Outra mudança significativa, derivada da reforma, será a amenização das sentenças chamadas de “Three strikes, you’re out”, uma expressão emprestada do beisebol, que significa, para efeitos judiciais, que quem comete três crimes, mesmo que de pequena monta, será retirado da sociedade para sempre — ou seja, será condenado à prisão perpétua.
Agora, a condenação será de 25 anos. Assim, a lei não acaba com esse tipo de condenação. A lei ainda mantém relações com a linha-dura. Uma pessoa pode, por exemplo, ser condenada a 25 anos de prisão depois de ser presa pela terceira vez, pela Justiça Federal, por posse e consumo de maconha — embora o consumo de maconha já seja legal em vários estados.
A lei pretende ainda acabar com a disparidade na condenação por posse de cocaína em pó e de crack. Em comparação, as penas são mais duras para os consumidores de crack, que é mais popular entre a população negra e os pobres. Na outra ponta, o consumo de cocaína em pó, mais popular entre a população branca e rica, tem penas mais brandas. A lei é retroativa e deverá beneficiar cerca de 2 mil prisioneiros.
A nova lei também aumenta os “créditos por bom comportamento”. Hoje, presos que não cometem infrações disciplinares recebem um crédito de 47 dias por ano de encarceramento. Timidamente, a lei aumenta o benefício para 54 dias — uma modesta semana a mais por ano.
Os prisioneiros também poderão ganhar “créditos por bom comportamento” por participar de programas vocacionais ou de reabilitação.
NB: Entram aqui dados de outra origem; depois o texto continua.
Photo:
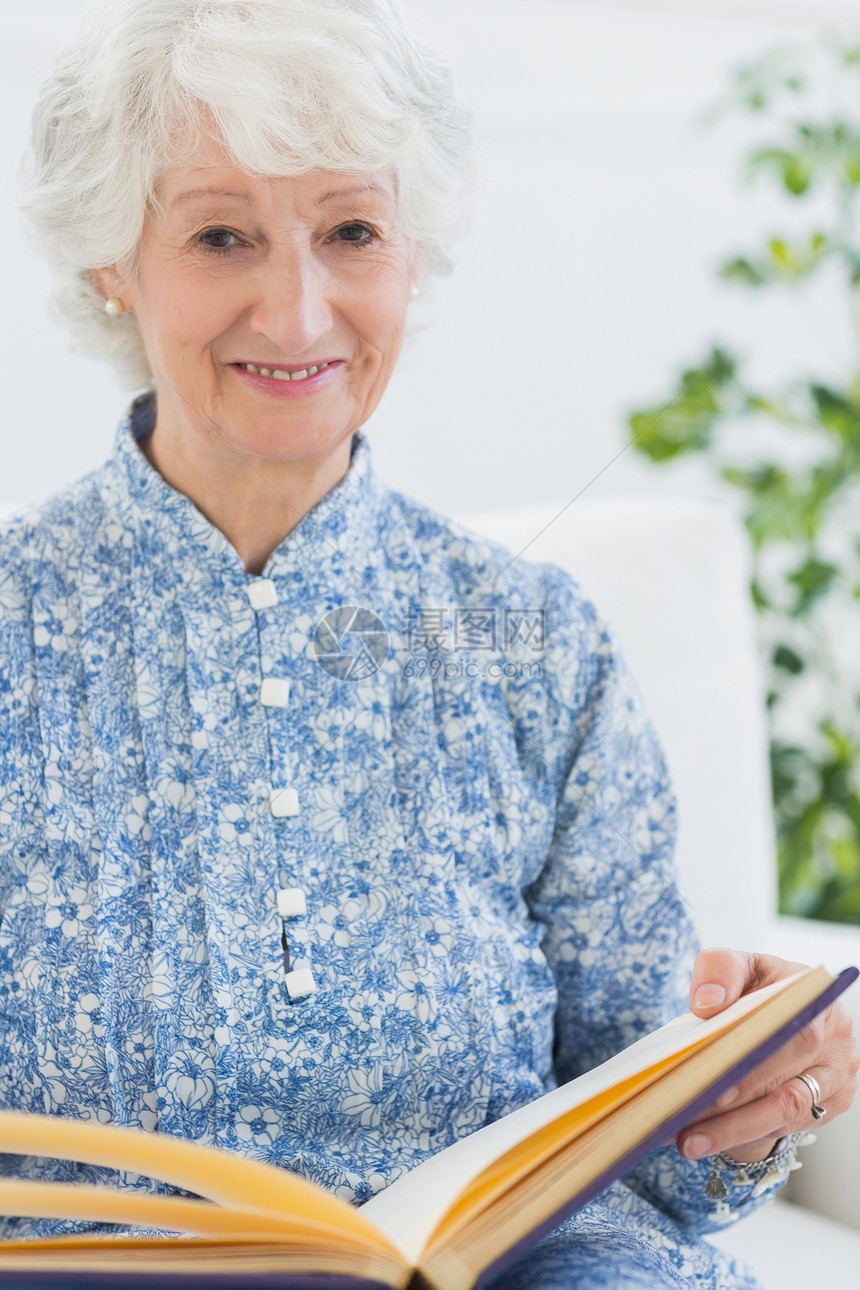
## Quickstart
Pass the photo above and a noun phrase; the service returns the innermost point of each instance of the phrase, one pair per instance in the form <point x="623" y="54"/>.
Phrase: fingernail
<point x="696" y="1146"/>
<point x="709" y="996"/>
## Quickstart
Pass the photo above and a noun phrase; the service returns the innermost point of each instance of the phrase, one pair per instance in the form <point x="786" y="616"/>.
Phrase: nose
<point x="293" y="301"/>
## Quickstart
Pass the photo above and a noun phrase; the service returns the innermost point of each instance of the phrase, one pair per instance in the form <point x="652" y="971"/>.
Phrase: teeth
<point x="283" y="376"/>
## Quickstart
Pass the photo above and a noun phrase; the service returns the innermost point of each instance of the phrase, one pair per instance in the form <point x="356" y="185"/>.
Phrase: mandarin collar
<point x="341" y="533"/>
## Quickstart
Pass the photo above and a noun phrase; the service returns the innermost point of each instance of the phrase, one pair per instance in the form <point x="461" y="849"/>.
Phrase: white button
<point x="275" y="693"/>
<point x="284" y="801"/>
<point x="299" y="982"/>
<point x="292" y="903"/>
<point x="262" y="594"/>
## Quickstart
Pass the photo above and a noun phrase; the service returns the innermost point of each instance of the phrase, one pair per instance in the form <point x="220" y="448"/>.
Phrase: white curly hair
<point x="289" y="85"/>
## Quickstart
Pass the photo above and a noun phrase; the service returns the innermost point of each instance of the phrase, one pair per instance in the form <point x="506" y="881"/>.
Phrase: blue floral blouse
<point x="334" y="864"/>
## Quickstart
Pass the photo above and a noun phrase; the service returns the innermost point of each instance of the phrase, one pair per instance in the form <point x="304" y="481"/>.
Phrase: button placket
<point x="273" y="693"/>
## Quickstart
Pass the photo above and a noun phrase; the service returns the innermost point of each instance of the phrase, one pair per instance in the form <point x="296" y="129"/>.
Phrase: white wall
<point x="586" y="280"/>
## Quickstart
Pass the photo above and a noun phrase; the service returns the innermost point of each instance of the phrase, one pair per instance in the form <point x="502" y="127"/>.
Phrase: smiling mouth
<point x="280" y="374"/>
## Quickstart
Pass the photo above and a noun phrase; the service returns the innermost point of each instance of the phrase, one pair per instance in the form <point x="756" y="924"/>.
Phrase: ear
<point x="115" y="285"/>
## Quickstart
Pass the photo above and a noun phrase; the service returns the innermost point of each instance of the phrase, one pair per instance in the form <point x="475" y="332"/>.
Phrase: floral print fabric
<point x="332" y="899"/>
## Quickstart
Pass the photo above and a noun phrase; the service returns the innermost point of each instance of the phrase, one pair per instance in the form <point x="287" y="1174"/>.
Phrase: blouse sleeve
<point x="21" y="801"/>
<point x="619" y="937"/>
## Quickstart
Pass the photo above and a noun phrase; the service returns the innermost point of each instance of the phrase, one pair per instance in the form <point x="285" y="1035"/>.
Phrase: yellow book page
<point x="221" y="1177"/>
<point x="522" y="1159"/>
<point x="172" y="1213"/>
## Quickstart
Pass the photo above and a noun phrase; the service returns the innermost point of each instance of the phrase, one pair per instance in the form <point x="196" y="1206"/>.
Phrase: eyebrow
<point x="210" y="192"/>
<point x="332" y="195"/>
<point x="356" y="190"/>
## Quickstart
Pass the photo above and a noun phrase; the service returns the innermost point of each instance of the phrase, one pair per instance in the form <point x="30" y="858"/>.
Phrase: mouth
<point x="284" y="373"/>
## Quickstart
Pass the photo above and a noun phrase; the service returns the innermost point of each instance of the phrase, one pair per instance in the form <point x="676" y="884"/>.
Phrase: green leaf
<point x="836" y="410"/>
<point x="812" y="579"/>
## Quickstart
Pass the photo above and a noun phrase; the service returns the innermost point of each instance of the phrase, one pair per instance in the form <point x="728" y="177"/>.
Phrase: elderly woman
<point x="271" y="876"/>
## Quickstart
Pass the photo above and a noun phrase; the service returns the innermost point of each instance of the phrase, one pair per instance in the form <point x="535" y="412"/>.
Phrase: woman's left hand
<point x="771" y="1102"/>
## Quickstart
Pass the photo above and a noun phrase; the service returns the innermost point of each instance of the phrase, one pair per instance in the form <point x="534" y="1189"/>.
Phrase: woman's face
<point x="239" y="274"/>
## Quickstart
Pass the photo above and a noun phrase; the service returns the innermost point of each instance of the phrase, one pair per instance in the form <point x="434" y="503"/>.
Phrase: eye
<point x="218" y="241"/>
<point x="355" y="234"/>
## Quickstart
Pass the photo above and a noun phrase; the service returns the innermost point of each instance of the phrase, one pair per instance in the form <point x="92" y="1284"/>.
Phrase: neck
<point x="254" y="501"/>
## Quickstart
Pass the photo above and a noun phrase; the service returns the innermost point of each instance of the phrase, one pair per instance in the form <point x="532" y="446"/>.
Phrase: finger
<point x="825" y="1042"/>
<point x="749" y="1131"/>
<point x="722" y="975"/>
<point x="718" y="978"/>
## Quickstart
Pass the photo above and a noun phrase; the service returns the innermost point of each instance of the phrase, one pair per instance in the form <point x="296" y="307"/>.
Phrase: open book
<point x="451" y="1223"/>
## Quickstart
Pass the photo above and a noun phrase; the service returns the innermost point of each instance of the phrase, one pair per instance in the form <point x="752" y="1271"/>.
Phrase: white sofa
<point x="672" y="577"/>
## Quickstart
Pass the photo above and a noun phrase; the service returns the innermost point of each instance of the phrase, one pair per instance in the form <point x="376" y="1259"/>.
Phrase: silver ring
<point x="812" y="1085"/>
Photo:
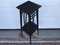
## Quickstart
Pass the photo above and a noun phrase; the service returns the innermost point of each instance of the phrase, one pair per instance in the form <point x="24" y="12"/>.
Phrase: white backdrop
<point x="49" y="13"/>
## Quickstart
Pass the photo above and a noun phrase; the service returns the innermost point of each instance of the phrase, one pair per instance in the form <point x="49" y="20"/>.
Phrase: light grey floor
<point x="43" y="35"/>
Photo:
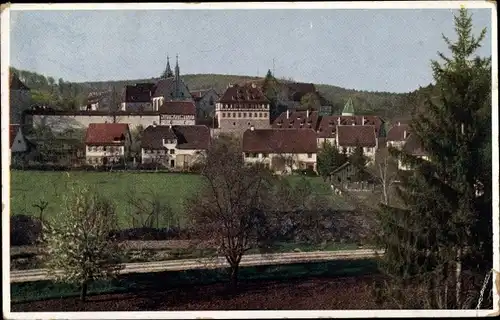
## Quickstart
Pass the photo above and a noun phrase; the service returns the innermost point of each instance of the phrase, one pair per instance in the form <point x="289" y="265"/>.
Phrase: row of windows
<point x="245" y="114"/>
<point x="160" y="152"/>
<point x="246" y="106"/>
<point x="264" y="155"/>
<point x="103" y="148"/>
<point x="103" y="160"/>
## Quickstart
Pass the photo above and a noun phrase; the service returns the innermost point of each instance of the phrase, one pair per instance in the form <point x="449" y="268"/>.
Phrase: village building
<point x="351" y="178"/>
<point x="241" y="107"/>
<point x="170" y="88"/>
<point x="20" y="99"/>
<point x="137" y="97"/>
<point x="348" y="137"/>
<point x="297" y="120"/>
<point x="205" y="102"/>
<point x="174" y="147"/>
<point x="107" y="144"/>
<point x="177" y="113"/>
<point x="20" y="147"/>
<point x="281" y="150"/>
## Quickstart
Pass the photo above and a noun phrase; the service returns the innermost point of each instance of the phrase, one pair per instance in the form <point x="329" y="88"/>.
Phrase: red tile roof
<point x="297" y="120"/>
<point x="187" y="108"/>
<point x="327" y="127"/>
<point x="280" y="141"/>
<point x="106" y="133"/>
<point x="243" y="94"/>
<point x="352" y="136"/>
<point x="16" y="83"/>
<point x="188" y="137"/>
<point x="397" y="133"/>
<point x="192" y="137"/>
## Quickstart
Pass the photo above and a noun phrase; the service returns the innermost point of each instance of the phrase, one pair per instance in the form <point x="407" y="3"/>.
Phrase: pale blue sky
<point x="378" y="50"/>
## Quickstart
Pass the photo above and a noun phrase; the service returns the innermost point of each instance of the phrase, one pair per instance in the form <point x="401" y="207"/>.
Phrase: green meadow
<point x="31" y="187"/>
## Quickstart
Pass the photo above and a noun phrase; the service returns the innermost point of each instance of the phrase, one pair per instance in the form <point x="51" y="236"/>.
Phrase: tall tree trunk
<point x="458" y="277"/>
<point x="83" y="292"/>
<point x="234" y="276"/>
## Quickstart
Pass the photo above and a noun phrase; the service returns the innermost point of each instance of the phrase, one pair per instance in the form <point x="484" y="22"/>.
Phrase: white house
<point x="175" y="147"/>
<point x="107" y="143"/>
<point x="282" y="150"/>
<point x="352" y="136"/>
<point x="20" y="147"/>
Nesse caso, depois de cumprir determinados anos de prisão, eles podem ser transferidos para um centro de reabilitação ou ter a pena comutada para prisão domiciliar. A intenção é prepará-los para o mercado de trabalho e, possivelmente, evitar reincidências no crime. Pesquisas têm confirmado que isso funciona.
Nem todos os prisioneiros poderão ser beneficiados pelos “créditos”. Um sistema de algoritmos irá determinar quem oferece mais riscos (e deve permanecer na prisão) e quem oferece menos. O algoritmo, na verdade, se baseia em antecedentes criminais. Por isso, o sistema já é duramente criticado. Ele ignora o fato de que pessoas negras e pobres são mais condenadas à prisão do que brancas e ricas. E são as que mais vão para a cadeia, apesar de inocentes. Imigrantes ilegais também não terão direito a “créditos” — ou seja, são comparados a criminosos perigosos.
A lei também tenta modificar algumas condições de encarceramento. Por exemplo, será proibido algemar uma mulher durante um parto. E os presos deverão, tanto quanto possível, ficar mais perto de suas famílias.
A reforma da Justiça criminal aprovada pelo Senado ainda tem de ser ratificada pela Câmara dos Deputados, o que deve acontecer em breve. A Câmara já havia aprovado uma versão da reforma, mas o projeto foi modificado no Senado. O presidente Donald Trump já anunciou que vai sancionar a lei.
João Ozorio de Melo é correspondente da revista Consultor Jurídico nos Estados Unidos.
Revista Consultor Jurídico, 20 de dezembro de 2018.